チュートリアル:アプリケーションで DataSnap サーバーを使用する

提供: RAD Studio
移動先: 案内検索

データベースおよび LiveBinding のチュートリアル への移動


DataSnap 技術により、インターネット、ローカル ネットワークまたはローカル ホスト内を通信する、クライアントサーバー型アプリケーションを作成できます。

次のサンプルでは、簡単なローカルのクライアントサーバー型アプリケーションを作成するときの DataSnap の使用方法について示します。 クライアント アプリケーションとサーバー アプリケーションの両方とも Delphi で実装されています。 サーバーを作成し、クライアントとサーバー間の接続を DataSnap でアクティブにした後に、サーバーで定義され、実装されているメソッドを、クライアントが呼び出すことができます。

サーバーは Delphi と C++ のいずれでも実装できます。 この例では両方を示します。 クライアントを同じ言語で実装する必要はありません。 DataSnap では、Delphi でサーバーを、C++ でクライアントを実装することも、その逆の組み合わせにすることも可能です。

DataSnap サーバーの主要コンポーネント

主なコンポーネントは以下のとおりです。

TDSServer コンポーネントは、DataSnap サーバー アプリケーションの中心ロジックです。 これには、サーバーを開始および停止する、StartStop メソッドが含まれています。 また、AutoStart プロパティもあります。 デフォルトでは、AutoStart の値は True に設定されており、サーバーは、アプリケーションの起動時に自動的に立ち上がります。 1 つのサーバー アプリケーションにつき、TDSServer コンポーネントが 1 つ必要となります。

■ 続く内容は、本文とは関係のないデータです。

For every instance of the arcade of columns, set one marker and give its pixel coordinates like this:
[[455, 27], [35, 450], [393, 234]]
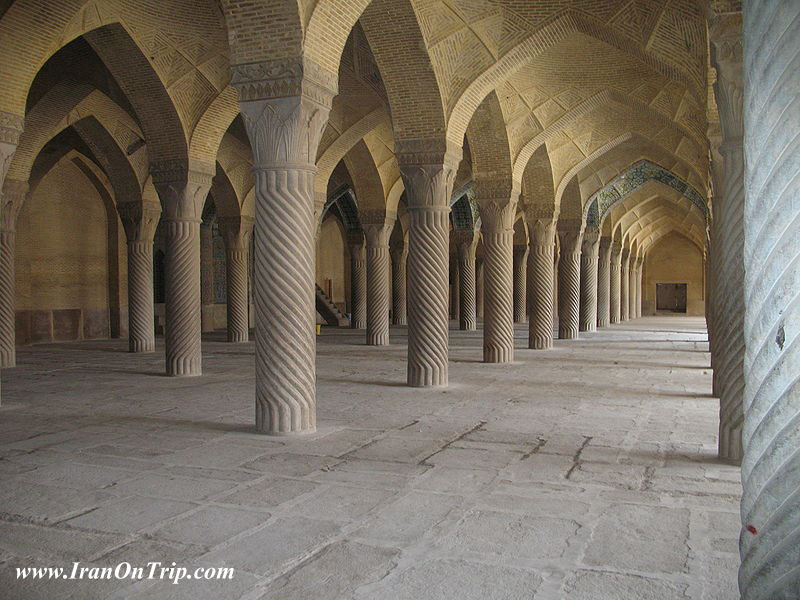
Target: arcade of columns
[[568, 172]]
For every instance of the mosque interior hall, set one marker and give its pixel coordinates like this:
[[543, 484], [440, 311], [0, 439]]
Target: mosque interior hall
[[400, 299]]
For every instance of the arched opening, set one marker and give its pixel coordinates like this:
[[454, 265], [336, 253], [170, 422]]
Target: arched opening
[[71, 262], [673, 261]]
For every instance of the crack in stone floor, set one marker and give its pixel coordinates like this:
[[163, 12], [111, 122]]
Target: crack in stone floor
[[585, 471]]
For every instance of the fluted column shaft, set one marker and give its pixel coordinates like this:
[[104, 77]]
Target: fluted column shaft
[[140, 224], [466, 266], [284, 134], [625, 281], [540, 283], [10, 130], [455, 298], [770, 539], [428, 178], [358, 286], [182, 293], [639, 266], [399, 286], [8, 354], [589, 258], [479, 299], [207, 276], [521, 284], [428, 264], [141, 318], [498, 327], [237, 310], [236, 233], [604, 284], [632, 289], [569, 284], [378, 265], [728, 231], [616, 283]]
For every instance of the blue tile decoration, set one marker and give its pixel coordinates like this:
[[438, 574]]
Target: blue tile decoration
[[633, 178], [345, 200]]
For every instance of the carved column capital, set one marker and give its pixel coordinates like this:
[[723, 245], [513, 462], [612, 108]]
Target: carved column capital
[[10, 129], [591, 241], [285, 132], [428, 168], [465, 242], [726, 43], [285, 77], [236, 231], [139, 221], [182, 187], [14, 194]]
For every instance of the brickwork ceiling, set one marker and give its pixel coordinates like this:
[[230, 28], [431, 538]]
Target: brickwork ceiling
[[584, 88]]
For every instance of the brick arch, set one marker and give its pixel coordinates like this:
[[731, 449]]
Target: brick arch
[[644, 218], [236, 159], [632, 179], [212, 126], [488, 142], [569, 205], [146, 24], [112, 159], [226, 200], [652, 240], [642, 114], [367, 183], [552, 33], [67, 104], [337, 150], [538, 193], [163, 129], [412, 87]]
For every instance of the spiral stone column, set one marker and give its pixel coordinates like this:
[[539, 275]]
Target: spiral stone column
[[479, 300], [236, 233], [10, 130], [284, 134], [589, 272], [616, 282], [466, 242], [140, 222], [639, 267], [569, 283], [770, 540], [455, 295], [556, 259], [428, 169], [625, 282], [497, 230], [632, 288], [399, 256], [13, 197], [604, 283], [728, 229], [520, 284], [358, 281], [378, 264], [183, 192], [540, 281], [207, 275]]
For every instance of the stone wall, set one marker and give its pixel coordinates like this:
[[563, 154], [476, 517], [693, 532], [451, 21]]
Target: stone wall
[[674, 259], [332, 260], [71, 266]]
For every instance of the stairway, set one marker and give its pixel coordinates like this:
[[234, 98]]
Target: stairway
[[329, 311]]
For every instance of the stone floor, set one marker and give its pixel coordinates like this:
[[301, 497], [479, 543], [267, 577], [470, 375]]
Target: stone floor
[[584, 472]]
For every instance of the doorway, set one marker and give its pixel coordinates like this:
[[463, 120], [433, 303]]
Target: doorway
[[671, 297]]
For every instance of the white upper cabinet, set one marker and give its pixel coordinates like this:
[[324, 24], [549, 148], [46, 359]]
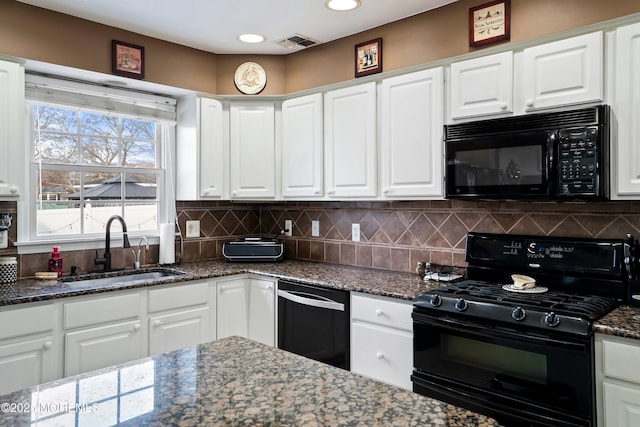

TDSServerClass コンポーネントは、サーバー クラスを表します。

DataSnap サーバーはサーバー クラスのインスタンスを自動的に作成し、破棄します。 サーバー クラスのインスタンスは、TDSServerClass コンポーネントのLifeCycle プロパティによって制御されます。 LifeCycle プロパティに指定できる値は次の3つです: ServerSessionInvocation

  • LifeCycleServer に設定すると、DataSnap サーバーは、サーバー アプリケーションに接続するすべてのクライアントが使用する、サーバー クラスのインスタンスを 1 つ作成します。 これは "シングルトン" パターンを表します。 Server ライフ サイクルを使用するときには注意してください。ユーザーのサーバー クラスをスレッドセーフで実装する必要があるからです。 つまり、複数のスレッドから同時にアクセスできるように、サーバー クラスを設計する必要があります。
  • LifeCycle のデフォルト値は、Session です。 つまり、DataSnap サーバーは各接続クライアントに対して、サーバー クラスのインスタンスを 1 つ作成します。
  • LifeCycle プロパティの 3 番目の値は、Invocation です。 この場合、サーバー クラスのインスタンスは、クライアントからメソッド呼び出しが到着するたびに作成され、破棄されます。サーバー クラスの状態はメソッド呼び出しの間では保持されません。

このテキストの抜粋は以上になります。